Pharmacokinetics of ramipril
- It is administered via oral route and is absorbed rapidly. Peak plasma concentration of ramipril is achieved within one hour of administration and of ramiprilat within 3 hours. Administration with food decreases the rate of absorption but don’t affect the extent of absorption.
- Protein binding capacity of ramipril is 73% and of ramiprilat is around 56%. It is metabolized in liver where hepatic esterase enzyme cleaves ester moiety of ramipril and convert it to ramiprilat. It is also metabolized to some other inactive metabolites including glucuronides of ramipril and ramiprilat, diketopiperazine ester and acid.
- Excretion takes place mainly via kidney in the form of urine (around 60%). Around 40% of drugs and metabolites is excreted via feces.
- Ramiprilat’s plasma concentration decline in triphasic way. Initial half-life of 2-4 hours indicate extensive distribution in all tissues, intermediate half-life of 9-18 hours indicate clearance of free ramiprilat from plasma and terminal half-life of >50 hours indicate dissociation of ramiprilat from tissue ACE.
Adverse effects
- Most common adverse effect is persistent dry cough which occur in 5-30 % of cases. It is due to increased bradykinin in lung tissue. It is often mild but may be troublesome. Other common adverse effects include rash, fever, muscle cramp, GI disturbances and altered taste. It can also cause transient increase in serum creatinine level.
- First dose hypotension or postural hypotension may occur in people with severe hypertension who are on multidrug therapy including diuretics. Patient may feel dizziness and lightheadedness when suddenly stand up from sitting or lying position or may fall down which can cause bone fractures or head injuries. In such cases, it should be started in very small dose and preferably after stopping diuretics.
- Hyperkalemia may occur (particularly in patients with renal insufficiency) in 1-10% of patients so potassium level should be continuously monitored.
- Angioedema is rare but potentially life-threatening condition. It may involve head and neck or the intestine.
- Functional renal failure in patients with severe bilateral renal artery stenosis.
Drug Interaction
- Concurrent administration with drugs like aliskiren can increase risk of hypotension, nephrotoxicity, and hyperkalemia. Hence, it is not used with aliskiren.
- Concurrent administration of drugs like reteplase, temsirolimus and tenecteplase can increase risk of angioedema. Similarly, risk of other adverse effects may increase when ramipril is co- administered with drugs like sulindac, sulfasalazine, reviparin etc.
- Potassium containing food products can increase risk of hyperkalemia. So, patients are advised to avoid potassium containing food with ramipril.
Contraindication
- Contraindicated in patient hypersensitive to ramipril or other ACEIs.
- Contraindicated in patient with previous history of angioedema due to other ACE inhibitors.
- It is contraindicated in patient with hyperkalemia or hyponatremia.

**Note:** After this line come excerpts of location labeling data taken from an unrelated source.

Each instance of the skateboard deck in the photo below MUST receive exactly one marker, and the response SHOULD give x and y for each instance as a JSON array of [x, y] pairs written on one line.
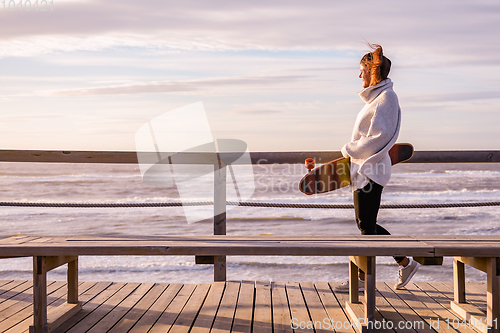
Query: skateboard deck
[[335, 174]]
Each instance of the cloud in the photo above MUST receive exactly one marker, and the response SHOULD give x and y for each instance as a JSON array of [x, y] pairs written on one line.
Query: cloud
[[221, 85], [447, 30]]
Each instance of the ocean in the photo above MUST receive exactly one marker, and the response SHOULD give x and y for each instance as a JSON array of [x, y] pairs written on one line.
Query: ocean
[[107, 183]]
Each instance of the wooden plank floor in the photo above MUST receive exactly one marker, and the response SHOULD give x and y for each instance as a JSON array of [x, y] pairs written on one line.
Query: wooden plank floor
[[246, 306]]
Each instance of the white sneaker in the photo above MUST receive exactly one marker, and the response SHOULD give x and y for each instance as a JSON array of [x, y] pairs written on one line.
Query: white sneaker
[[406, 273], [344, 286]]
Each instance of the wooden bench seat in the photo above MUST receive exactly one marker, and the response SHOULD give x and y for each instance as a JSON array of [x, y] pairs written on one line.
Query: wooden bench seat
[[52, 252]]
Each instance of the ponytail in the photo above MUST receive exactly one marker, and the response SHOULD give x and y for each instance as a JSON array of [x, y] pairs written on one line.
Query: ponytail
[[378, 64]]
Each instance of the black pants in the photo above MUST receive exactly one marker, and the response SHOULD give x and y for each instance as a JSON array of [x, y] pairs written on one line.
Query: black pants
[[366, 206]]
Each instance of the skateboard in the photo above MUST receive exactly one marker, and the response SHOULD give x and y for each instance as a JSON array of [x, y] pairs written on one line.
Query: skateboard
[[335, 174]]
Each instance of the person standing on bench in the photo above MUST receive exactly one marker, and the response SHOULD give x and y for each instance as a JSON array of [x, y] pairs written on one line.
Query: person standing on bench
[[375, 132]]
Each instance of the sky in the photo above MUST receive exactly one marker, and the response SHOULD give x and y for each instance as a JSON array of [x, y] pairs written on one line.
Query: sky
[[279, 75]]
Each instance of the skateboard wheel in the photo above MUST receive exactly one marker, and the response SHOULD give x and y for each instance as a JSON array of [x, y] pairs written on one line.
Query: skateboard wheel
[[310, 163]]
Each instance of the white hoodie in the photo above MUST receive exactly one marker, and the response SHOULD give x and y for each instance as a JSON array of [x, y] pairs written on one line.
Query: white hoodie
[[375, 132]]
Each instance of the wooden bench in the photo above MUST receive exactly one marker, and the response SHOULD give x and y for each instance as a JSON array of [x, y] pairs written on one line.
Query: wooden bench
[[50, 252]]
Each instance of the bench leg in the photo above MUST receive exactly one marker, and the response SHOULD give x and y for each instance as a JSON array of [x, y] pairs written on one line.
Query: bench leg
[[44, 322], [73, 281], [469, 312], [493, 294], [370, 290], [39, 297], [458, 281], [362, 316]]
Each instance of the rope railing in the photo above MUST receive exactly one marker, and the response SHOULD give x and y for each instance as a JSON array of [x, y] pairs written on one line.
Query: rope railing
[[241, 203]]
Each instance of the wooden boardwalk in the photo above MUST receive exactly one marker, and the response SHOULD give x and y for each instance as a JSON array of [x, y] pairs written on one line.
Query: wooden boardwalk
[[246, 306]]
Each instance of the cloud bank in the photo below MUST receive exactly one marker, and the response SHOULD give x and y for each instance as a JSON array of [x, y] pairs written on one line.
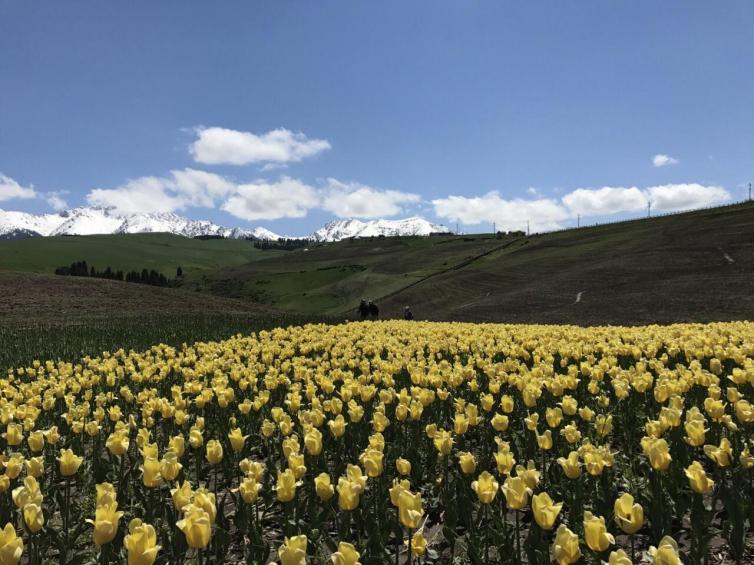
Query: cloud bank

- It is absolutely contraindicated in pregnancy due to risk of fetal malformation.
References
- https://go.drugbank.com/drugs/DB00178
- https://www.ncbi.nlm.nih.gov/books/NBK537119/
- https://www.medicinenet.com/ramipril/article.htm#what_is_ramipril_and_how_does_it_work_mechanism_of_action
- Frampton JE et al. Ramipril. An updated review of its therapeutic use in essential hypertension and heart failure. Drugs 1995 Mar; 49(3): 440-66.
- Douros A et al. Ramipril-Induced Liver Injury: Case Report and Review of the Literature. American Journal of Hypertension. 2013; 26(9): 1070–1075.
- Lippincott Illustrated Reviews Pharmacology, 6th edition.
- Pharmacology and pharmacotherapeutics. 24th edition.
- Goodman and Gillman Manual of Pharmacology and Therapeutics.